Leave it to Angel the old-fashioned gardener to explain things: ‘What you saw was the final parting of two devoted lovers.’
What is the point of this? The overwrought, manhandled prose is not wholly comic. Gill is flailing for higher significance, sweating out every adjective (‘I couldn’t tell you what an adjective is,’ he once claimed) while relying on sub-Viz gags when he needs to catch his breath. But the word choices are telling: obscene, shame, obscenely, sinfully. This is a purge, an exorcism, a perverse rebellion against success.
Elsewhere, bad taste of a different kind abounds. A church congregant rocks in his chair ‘like an autistic child at a disco.’ Tony’s gargantuan member is compared to ‘a sub-normal child’ which ‘lolled and dribbled and bumped into things.’ None of this is surprising from a restaurant critic who once compared a tough steak to ‘fat-slag thigh’, but if you're going to risk free-standing jokes in a novel, they shouldn't be anything less than hilarious. ‘He performed cunnilingus like a peckish raccoon eating stewed prunes.’ This is sound over sense, and it’s not funny enough. ‘Vernon sucked like a child trying to unblock a milk-shake straw.’ Beware of evoking childhood in close proximity to a blowjob. Other excesses are innocuous but clumsy. A chauffeur leaps to open a door ‘like a Butlin’s magician with a big finale.’ Who, in this milieu, would have ever visited a Butlin’s resort?
In 1999 Gill directed a pornographic film called Hot House Tales, starring Ron Jeremy, and in 2012 GQ published an excerpt from the script. It, too, features a Vietnamese woman called Lily – or ‘Lilly’. ‘So jo you wan blow job?’ goes some of her dialogue. ‘Fuckie? Our [sic] you do me like a lil' boy?’ It is worth noting that on this occasion Gill might have actually toned down the filth. Even a porn actress would quail at reading Sap Rising’s ripest lines. But maybe he was on to something; if tyro novelists (and poets, and playwrights) could be encouraged to turn to porn, instead of clogging up the arteries of approved culture, they might find a more welcoming outlet for their creative ideals.

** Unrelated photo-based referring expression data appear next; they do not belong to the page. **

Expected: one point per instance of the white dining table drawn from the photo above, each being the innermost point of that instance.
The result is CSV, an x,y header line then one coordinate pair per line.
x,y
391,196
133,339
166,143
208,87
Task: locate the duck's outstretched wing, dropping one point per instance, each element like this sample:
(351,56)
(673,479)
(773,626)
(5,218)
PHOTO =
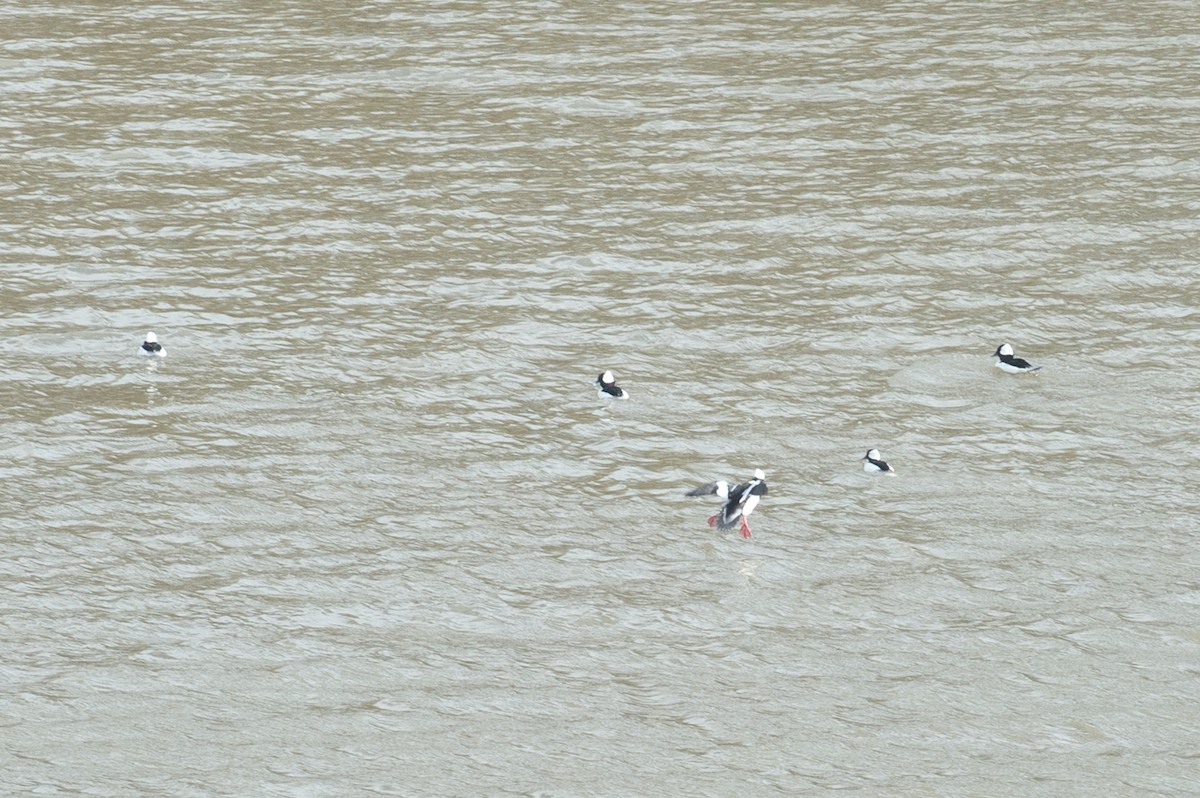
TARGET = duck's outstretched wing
(720,487)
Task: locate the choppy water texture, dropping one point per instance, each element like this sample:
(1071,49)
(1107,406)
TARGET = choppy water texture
(367,529)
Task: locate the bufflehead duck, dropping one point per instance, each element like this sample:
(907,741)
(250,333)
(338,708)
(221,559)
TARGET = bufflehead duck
(151,348)
(741,501)
(873,463)
(1006,361)
(609,387)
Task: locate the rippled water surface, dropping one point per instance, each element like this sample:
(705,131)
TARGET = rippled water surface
(367,528)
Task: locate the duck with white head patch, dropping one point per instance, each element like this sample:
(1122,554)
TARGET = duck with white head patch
(739,502)
(609,388)
(1007,363)
(151,348)
(874,463)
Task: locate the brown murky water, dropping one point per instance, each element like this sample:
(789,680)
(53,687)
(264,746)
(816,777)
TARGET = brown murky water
(369,531)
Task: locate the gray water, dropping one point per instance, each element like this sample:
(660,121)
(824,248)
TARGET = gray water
(367,531)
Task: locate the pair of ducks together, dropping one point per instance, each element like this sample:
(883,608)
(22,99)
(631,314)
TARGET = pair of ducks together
(742,499)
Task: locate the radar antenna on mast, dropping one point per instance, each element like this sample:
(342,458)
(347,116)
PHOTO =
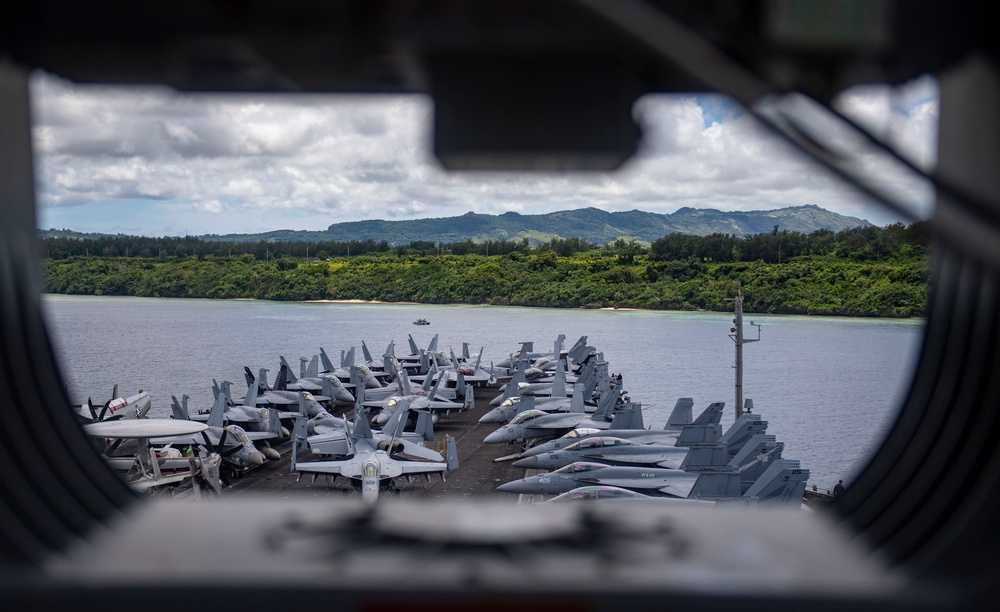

‘I like it that my work is ephemeral, that it will be on the bottom of the parrot’s cage tomorrow,’ said Gill in 2015. Fortunately much of his non-fiction is still available in book form. He planned to write more novels after Starcrossed but they never materialised – maybe there was some kind of friendly intervention (‘Adrian, please, for the sake of the children’) or his publishers finally tapped out. His best journalism, especially his travel features, collected in AA Gill is Away and AA Gill is Further Away, are full of brilliant, merciless observations. It is a delight to be carried round in his head, seeing through his eyes, roaming the streets of, say, Monaco, among the ‘trailer-trash aristocracy’. Fiction is different – you make the world, you don’t merely describe it, and while dreaming up characters only to tear them down is a victimless crime, it’s also squalid, enervating.
Near the end of Sap Rising we are introduced to a gang of archaeologists who are dredging up the central garden in the hope of finding ancient, preserved poo. It could be just another strange detour, another chance to turn the reader’s stomach. Or maybe Gill wants to communicate something more profound than coprophilia. He stops the novel in its tracks to allow a shit collector his elemental, excremental sermon:
There is nothing in the world as expressive, as honest, as open, as informative as shit… What’s jewellery and ornaments? Lies, snobbery and artifice. What are buildings, temples and houses? Merely the shells and hubris. Coins, treasure? Just money. No, this is the stuff of humanity; this is life’s rich tapestry.